Only suckers and the richie-rich buy tack rags at the store.
The rest of us can do a better job of making our own tack rags with simple shop chemicals and a just a few hours of work.
Step one: Get some cloth. To make the rag, you need something cotton that has got no lint. Old tank-top T-shirts are fine – just as long as they are thin enough that you can see your nipples through them.
Other options: Swipe some cheesecloth from the garbage of the local yuppie “cheeserie.” Raise some ungrateful kids and use their cloth diapers. Tip: Sort through the trash of your neighbors and get their old tack rags. Soak them in mineral spirits to remove the dust and binding agents. Launder them.
Step two: Soak your rags them in turps. If you live in the South, then turps are easy to get. Just pull over on the interstate in November and tap a longleaf pine tree by the side of the road. Here’s how:
First “box” the tree. Using a long-headed axe, cut a “box” shape into the base of the tree that is 10” to 14” wide and 2-1/2” deep.
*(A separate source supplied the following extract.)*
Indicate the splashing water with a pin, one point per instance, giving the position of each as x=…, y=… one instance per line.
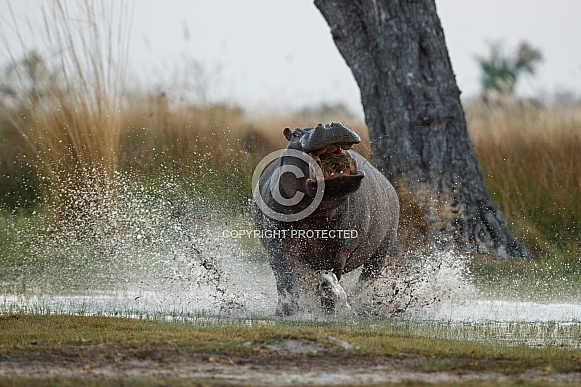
x=161, y=250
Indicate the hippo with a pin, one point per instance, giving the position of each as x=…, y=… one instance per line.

This will catch the sap from the tree.
In March, chip a “streak” approximately 3/4” wide and 1” deep above the box using a “hack” tool. This releases the sap, which collects in the box you cut back in November.
About April, use a steel spatula to scoop the liquid (called gum) from the box and into a bucket. With the turpentine collected, you can then soak your cotton cloths in the pine resin and get them ready to receive the thing that makes them “tack” cloths – some sort of resin.
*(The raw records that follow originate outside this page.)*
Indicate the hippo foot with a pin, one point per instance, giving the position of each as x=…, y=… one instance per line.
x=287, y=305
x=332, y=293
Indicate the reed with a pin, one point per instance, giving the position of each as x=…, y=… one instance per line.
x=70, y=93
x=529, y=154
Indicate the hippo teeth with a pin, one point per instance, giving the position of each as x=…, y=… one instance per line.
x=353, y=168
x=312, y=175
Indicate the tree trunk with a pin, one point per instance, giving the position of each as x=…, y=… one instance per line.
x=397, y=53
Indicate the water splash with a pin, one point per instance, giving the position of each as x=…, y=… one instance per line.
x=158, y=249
Now, you can buy a varnish at the store and spend upwards of $13 on a quart of stuff that you can drizzle on your rags. Or you can easily make your own varnish using ingredients from the sporting goods store.
Step 1: Go to the sporting goods store and buy a cheap “batter’s bag,” which is filled with unrefined tree rosin, the key to making beautiful varnish. Suckers.
Step 2: You need a few quarts of olive oil. Take a Ziploc to your local Olive Garden and get the unlimited salad and breadsticks lunch. On the table will be a bottle of olive oil. Empty that into your plastic bag. Tell the waiter you are out of olive oil. Repeat until you have enough.
Step 3: A gallon of turps. You know the drill. Drive out to your longleaf pine forest in November….
Step 4: Boil these ingredients until they are the consistency of honey. Let it cool and put it into mason jars.
Now you are ready to make your tack rags. Take your turp-soaked diapers and drip some of your varnish on them, kneading the rags the whole time. Drizzle. Knead. When it gets real sticky, stop.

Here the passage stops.